Les paupières tremblantesLes pieds nus de Junas entrèrent bien vite en contact avec une pierre froide dénuée d'aspérités. On l'entrainait de force dans un dédale de marches immenses s'engouffrant dans les profondeurs nauséabondes de la cité. Son esprit dérivait encore et ses jambes se mouvaient irrégulièrement. Ses maîtres s'arrêtaient parfois pour le réveiller de violents à-coups, car il était tenu en laisse comme un chien, son collier de cuir relié par une chaîne.
Alors qu'il commençait à croire cet escalier dénué de fin, il trouva la dernière marche et tituba lamentablement pour s'acclimater à la régularité du sol. Les parages étaient sombres et incertains, mais il y devina une armée de statues le long de l'allée.
Coups de collier et jurons silencieux lui firent reprendre le pas. Un détail lui glaça le sang. Les regards des statues immobiles brillaient dans la nuit et paraissaient inconcevablement le suivre.
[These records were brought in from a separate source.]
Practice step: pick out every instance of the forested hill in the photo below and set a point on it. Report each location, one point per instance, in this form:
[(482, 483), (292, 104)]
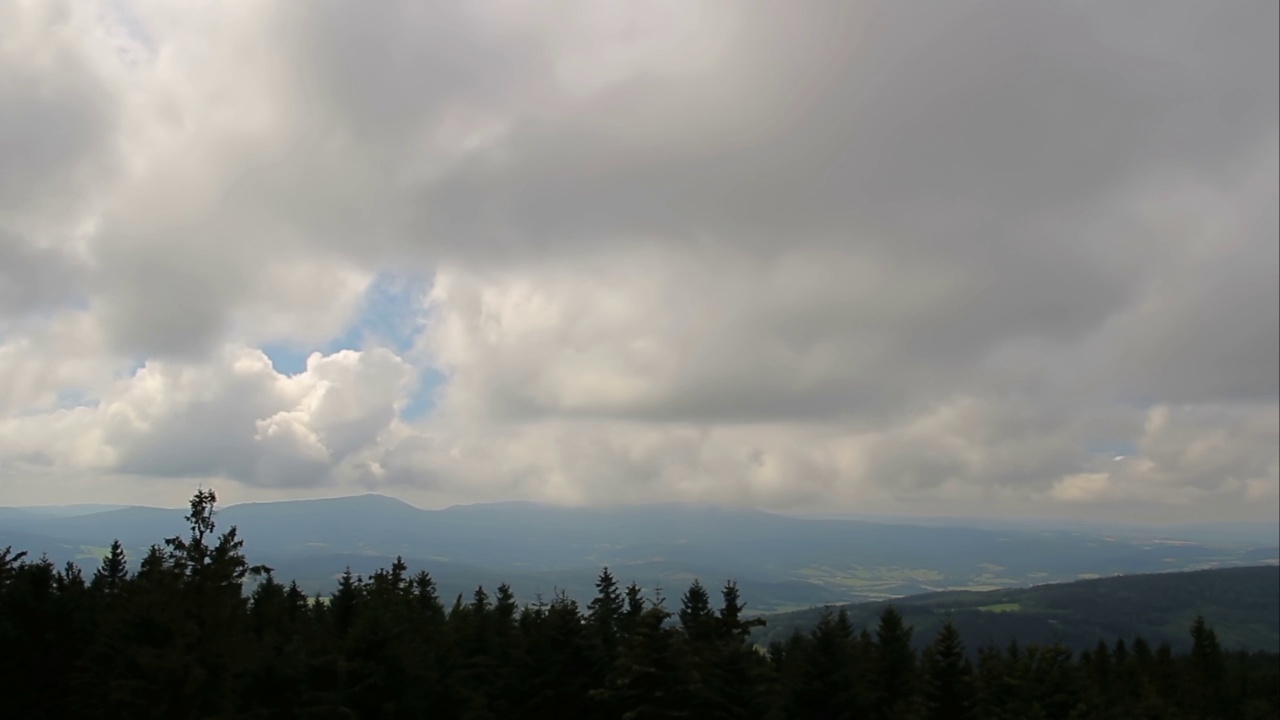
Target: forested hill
[(1244, 604), (182, 633)]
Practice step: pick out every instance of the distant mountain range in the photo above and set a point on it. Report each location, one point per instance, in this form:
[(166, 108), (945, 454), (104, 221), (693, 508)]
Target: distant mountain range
[(1242, 605), (781, 563)]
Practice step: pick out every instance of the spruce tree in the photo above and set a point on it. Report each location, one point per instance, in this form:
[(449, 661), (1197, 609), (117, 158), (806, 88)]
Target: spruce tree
[(949, 693)]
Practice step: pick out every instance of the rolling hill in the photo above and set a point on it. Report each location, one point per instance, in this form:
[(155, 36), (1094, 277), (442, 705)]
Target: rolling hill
[(1242, 604), (781, 563)]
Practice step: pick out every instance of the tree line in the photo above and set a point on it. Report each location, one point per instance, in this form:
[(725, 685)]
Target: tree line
[(197, 632)]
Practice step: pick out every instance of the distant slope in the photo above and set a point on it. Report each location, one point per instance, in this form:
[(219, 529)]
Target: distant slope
[(1242, 604), (781, 563)]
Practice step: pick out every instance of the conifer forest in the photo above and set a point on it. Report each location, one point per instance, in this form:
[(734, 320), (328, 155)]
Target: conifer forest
[(193, 629)]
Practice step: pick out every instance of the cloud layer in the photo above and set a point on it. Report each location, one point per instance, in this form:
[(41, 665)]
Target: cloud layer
[(982, 256)]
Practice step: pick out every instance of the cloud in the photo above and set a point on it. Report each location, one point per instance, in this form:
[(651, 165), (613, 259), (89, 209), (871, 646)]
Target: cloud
[(865, 255)]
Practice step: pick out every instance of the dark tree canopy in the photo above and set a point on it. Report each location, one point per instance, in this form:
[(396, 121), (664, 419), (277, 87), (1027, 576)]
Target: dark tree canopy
[(192, 629)]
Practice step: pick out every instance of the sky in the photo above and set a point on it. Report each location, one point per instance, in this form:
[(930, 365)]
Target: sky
[(955, 256)]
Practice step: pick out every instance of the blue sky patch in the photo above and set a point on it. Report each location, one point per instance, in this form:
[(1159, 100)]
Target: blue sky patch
[(389, 315)]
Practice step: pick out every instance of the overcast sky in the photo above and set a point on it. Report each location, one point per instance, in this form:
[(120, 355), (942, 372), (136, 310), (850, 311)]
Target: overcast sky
[(954, 256)]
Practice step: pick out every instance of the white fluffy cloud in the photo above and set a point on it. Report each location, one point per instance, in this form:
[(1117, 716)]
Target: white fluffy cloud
[(976, 256)]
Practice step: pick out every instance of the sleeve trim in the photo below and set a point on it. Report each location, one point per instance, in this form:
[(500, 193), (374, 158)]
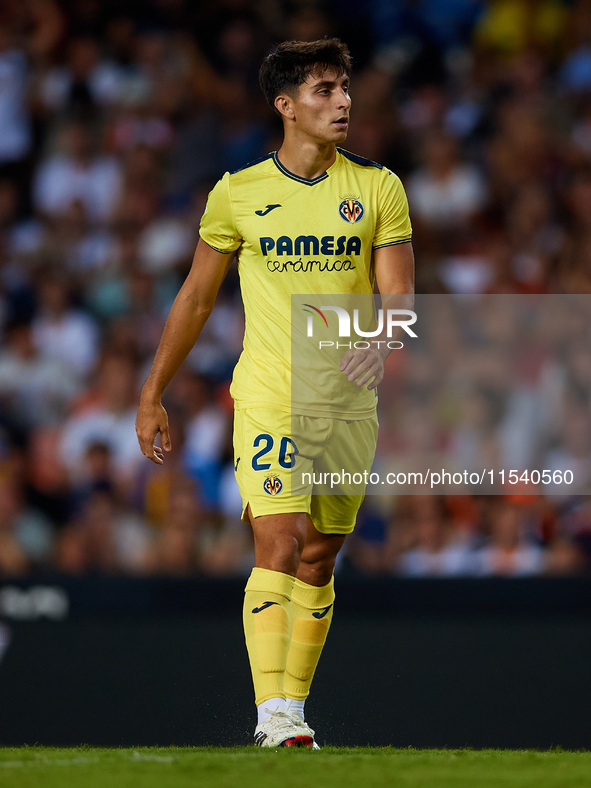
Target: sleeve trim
[(393, 243)]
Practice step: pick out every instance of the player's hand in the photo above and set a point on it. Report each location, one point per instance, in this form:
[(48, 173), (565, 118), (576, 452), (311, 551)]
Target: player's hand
[(361, 365), (151, 420)]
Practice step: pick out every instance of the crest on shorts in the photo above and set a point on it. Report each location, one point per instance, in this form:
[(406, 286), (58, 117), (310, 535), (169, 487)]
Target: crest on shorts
[(351, 210), (272, 485)]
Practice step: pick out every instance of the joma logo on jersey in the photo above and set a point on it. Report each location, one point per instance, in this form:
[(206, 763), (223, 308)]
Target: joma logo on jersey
[(351, 210), (272, 485), (310, 244)]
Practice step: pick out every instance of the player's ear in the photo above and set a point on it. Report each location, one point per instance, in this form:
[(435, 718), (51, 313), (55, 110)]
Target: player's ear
[(284, 105)]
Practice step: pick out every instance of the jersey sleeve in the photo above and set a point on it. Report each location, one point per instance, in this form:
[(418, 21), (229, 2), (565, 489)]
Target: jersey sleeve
[(393, 224), (218, 227)]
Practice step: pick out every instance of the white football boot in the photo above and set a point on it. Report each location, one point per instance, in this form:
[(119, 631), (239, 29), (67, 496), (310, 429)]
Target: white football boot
[(283, 730), (303, 728)]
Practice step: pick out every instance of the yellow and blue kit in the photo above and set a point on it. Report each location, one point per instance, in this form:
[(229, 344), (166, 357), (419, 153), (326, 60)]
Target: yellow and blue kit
[(298, 236)]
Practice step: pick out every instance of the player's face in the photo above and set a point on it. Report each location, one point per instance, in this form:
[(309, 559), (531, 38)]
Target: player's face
[(322, 105)]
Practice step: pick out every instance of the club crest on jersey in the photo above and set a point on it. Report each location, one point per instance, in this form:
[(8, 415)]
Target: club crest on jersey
[(351, 210), (272, 485)]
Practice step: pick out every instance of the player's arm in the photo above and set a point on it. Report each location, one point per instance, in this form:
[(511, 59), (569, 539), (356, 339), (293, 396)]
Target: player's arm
[(395, 277), (188, 315)]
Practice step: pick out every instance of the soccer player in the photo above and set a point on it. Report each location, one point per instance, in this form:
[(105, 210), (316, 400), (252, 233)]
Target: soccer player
[(310, 218)]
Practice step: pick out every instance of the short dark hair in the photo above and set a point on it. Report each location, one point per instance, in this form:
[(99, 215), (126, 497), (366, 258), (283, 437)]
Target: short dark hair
[(290, 64)]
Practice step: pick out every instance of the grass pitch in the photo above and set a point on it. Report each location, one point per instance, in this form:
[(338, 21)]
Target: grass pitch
[(333, 767)]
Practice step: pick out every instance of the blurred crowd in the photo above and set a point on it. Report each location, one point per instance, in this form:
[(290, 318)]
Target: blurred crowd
[(116, 119)]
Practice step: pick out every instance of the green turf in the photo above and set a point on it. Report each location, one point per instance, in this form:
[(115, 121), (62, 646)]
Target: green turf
[(201, 767)]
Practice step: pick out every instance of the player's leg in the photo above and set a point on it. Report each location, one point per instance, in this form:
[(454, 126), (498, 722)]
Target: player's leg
[(312, 605), (279, 541)]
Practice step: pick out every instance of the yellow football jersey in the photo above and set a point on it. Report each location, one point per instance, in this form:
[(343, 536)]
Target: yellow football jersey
[(298, 236)]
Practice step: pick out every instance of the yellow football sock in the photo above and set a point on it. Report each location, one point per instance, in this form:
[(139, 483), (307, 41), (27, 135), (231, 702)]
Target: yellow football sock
[(267, 627), (311, 608)]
Alors, il réalisa ! Cette crypte muette et abominable n'était pas habitée par quelques effigies guerrières, mais par une armée immobile et palpitante, un nombre incalculable de soldats postés de part et d'autre du chemin.
Cette épouvantable découverte éradiqua le moindre soupçon d'espoir qu'entretenait Junas, car s'évader d'un camp esclavagiste au tréfonds d'une forêt était possible, presque facile, mais fuir cette cité impie relevait à présent du fantasme.
Une immense façade d'arches et de colonnes attendait dans les ombres. Au-dessus d'un bas-relief cauchemardesque il devina une porte gigantesque. Le garde Shaakts se détourna alors à son adresse et ses lèvres se tordirent de cruauté.
« Les portes de Khonfas, beaucoup d'humains y sont entrés, jamais aucun n'y est sorti. »
Comme pour ponctuer sa tirade infernale, un son tonitruant fit gronder le sol. Un pan colossal s'ouvrit, laissant s'échapper de l’embrasure une lueur blanche et aveuglante.